Sekretaris Jenderal KPA Iwan Nurdin, Provinsi Jawa Timur ialah wilayah yang paling banyak mengalami konflik agraria.
“Di Jawa Timur tercatat ada 24 kasus sepanjang tahun 2012. Terjadi antara warga dengan pihak swasta maupun dengan militer,” ujar Iwan kepada JPNN, Minggu, (29/9).
Ia mencontohkan di Blitar, Jatim terdapat sekitar 6000 hektar yang menjadi sengketa. Di dalamnya ada 30 titik lahan yang menjadi konflik. Dari konflik tersebut 6 titik diantaranya terjadi antara masyarakat dengan institusi militer.

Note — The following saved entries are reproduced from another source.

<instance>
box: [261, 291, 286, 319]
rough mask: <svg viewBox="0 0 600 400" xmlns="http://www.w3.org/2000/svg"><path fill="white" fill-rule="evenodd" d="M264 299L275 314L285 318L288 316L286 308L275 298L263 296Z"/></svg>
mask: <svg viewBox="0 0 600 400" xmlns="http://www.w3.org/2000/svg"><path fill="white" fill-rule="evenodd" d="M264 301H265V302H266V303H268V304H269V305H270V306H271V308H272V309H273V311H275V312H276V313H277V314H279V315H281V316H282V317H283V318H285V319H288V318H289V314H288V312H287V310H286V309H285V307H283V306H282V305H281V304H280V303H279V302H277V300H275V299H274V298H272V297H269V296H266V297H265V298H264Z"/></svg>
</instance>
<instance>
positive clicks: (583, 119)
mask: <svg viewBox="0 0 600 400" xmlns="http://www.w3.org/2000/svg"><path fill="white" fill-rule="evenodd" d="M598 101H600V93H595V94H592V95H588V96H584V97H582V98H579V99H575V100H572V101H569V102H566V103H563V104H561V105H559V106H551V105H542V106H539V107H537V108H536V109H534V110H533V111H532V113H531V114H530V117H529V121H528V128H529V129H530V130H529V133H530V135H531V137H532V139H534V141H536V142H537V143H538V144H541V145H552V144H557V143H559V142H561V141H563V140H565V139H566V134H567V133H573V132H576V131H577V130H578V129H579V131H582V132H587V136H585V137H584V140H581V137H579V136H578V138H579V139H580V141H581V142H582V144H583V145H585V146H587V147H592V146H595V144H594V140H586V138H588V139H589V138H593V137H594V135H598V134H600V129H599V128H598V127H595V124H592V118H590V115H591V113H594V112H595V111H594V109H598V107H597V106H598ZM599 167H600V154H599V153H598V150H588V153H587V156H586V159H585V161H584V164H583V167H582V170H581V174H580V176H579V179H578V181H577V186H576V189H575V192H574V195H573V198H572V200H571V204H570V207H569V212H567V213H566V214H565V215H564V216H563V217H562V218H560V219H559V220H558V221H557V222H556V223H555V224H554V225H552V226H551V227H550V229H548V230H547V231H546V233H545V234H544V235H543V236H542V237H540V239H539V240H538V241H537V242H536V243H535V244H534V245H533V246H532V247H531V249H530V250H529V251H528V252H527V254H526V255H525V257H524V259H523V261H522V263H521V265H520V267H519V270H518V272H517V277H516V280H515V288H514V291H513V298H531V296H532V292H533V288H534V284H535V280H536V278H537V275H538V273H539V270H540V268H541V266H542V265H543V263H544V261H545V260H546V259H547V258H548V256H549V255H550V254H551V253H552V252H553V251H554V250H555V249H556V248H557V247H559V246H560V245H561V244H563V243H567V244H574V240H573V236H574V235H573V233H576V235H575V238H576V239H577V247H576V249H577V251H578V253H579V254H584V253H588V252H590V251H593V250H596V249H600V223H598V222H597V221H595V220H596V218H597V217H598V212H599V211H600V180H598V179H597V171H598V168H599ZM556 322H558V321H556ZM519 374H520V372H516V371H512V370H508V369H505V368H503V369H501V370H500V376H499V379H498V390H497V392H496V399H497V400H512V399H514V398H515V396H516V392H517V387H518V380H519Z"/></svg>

Kemudian 12 titik yang lain antara masyarakat dengan pihak perkebunan negeri dan swasta. Ada sekira 10 ribu lebih petani yang terlibat sengketa.

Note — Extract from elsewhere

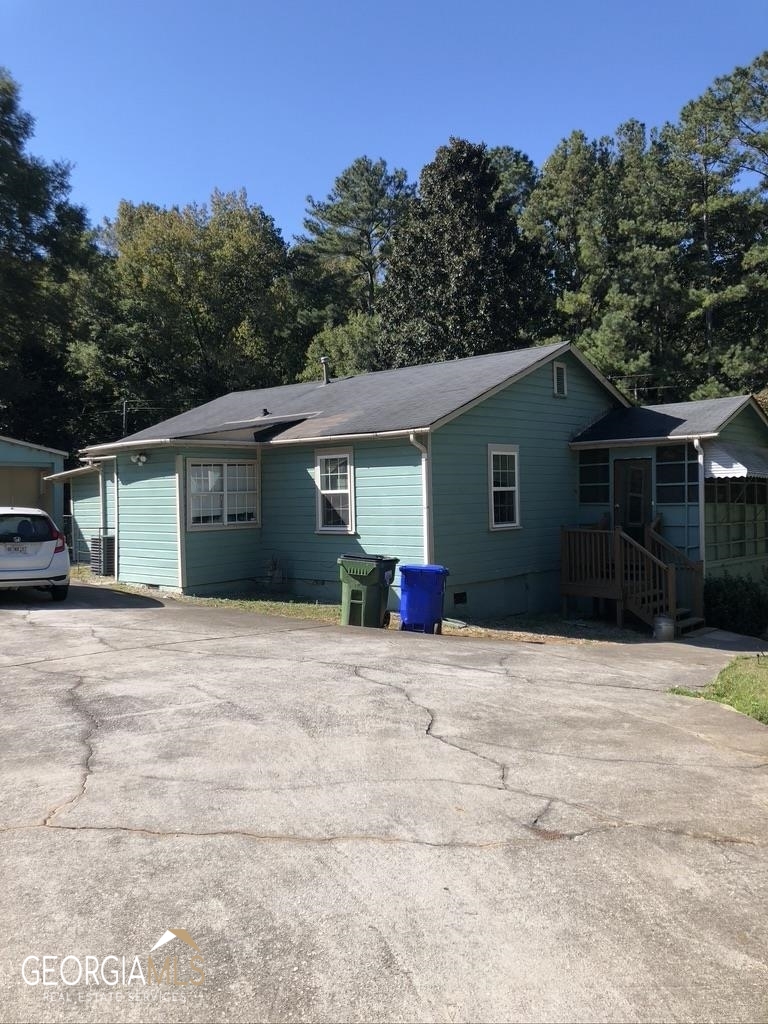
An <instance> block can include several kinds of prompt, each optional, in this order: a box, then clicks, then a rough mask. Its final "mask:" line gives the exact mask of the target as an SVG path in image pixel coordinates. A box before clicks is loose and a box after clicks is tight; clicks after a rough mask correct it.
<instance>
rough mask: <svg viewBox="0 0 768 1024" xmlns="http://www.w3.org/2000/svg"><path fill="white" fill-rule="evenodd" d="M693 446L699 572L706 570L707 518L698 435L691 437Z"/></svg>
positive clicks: (706, 567)
mask: <svg viewBox="0 0 768 1024" xmlns="http://www.w3.org/2000/svg"><path fill="white" fill-rule="evenodd" d="M693 447H694V449H695V450H696V454H697V455H698V560H699V561H700V562H701V572H702V574H706V572H707V519H706V515H705V513H706V508H705V475H703V445H702V444H701V438H700V437H694V438H693Z"/></svg>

Selain Jawa Timur, provinsi lain yang tercatat dalam data KPA ialah Sumatera Utara sebanyak 21 kasus. Sementara DKI Jakarta, Jawa Barat, dan Sumatera Selatan masing-masing sebanyak 13 kasus. Di Riau dan Jambi masing-masing 11 kasus.
Menyusul di Sumatera Barat 8 kasus. Sedangkan di Kalimantan Barat, Kalimantan Timur, Kalimantan Selatan dan Nusa Tenggara Timur masing-masing tujuh kasus. Di Kalimantan Tengah, Jawa Tengah dan Sulawesi Selatan masing-masing terjadi konflik agraria sebanyak 6 kasus. Disusul Aceh 5 kasus, Sulawesi Tengah, Banten dan Lampung sebanyak 4 kasus. Di Sulawesi Tenggara, Maluku dan Maluku Utara tercatat hanya 3 kasus konflik agraria.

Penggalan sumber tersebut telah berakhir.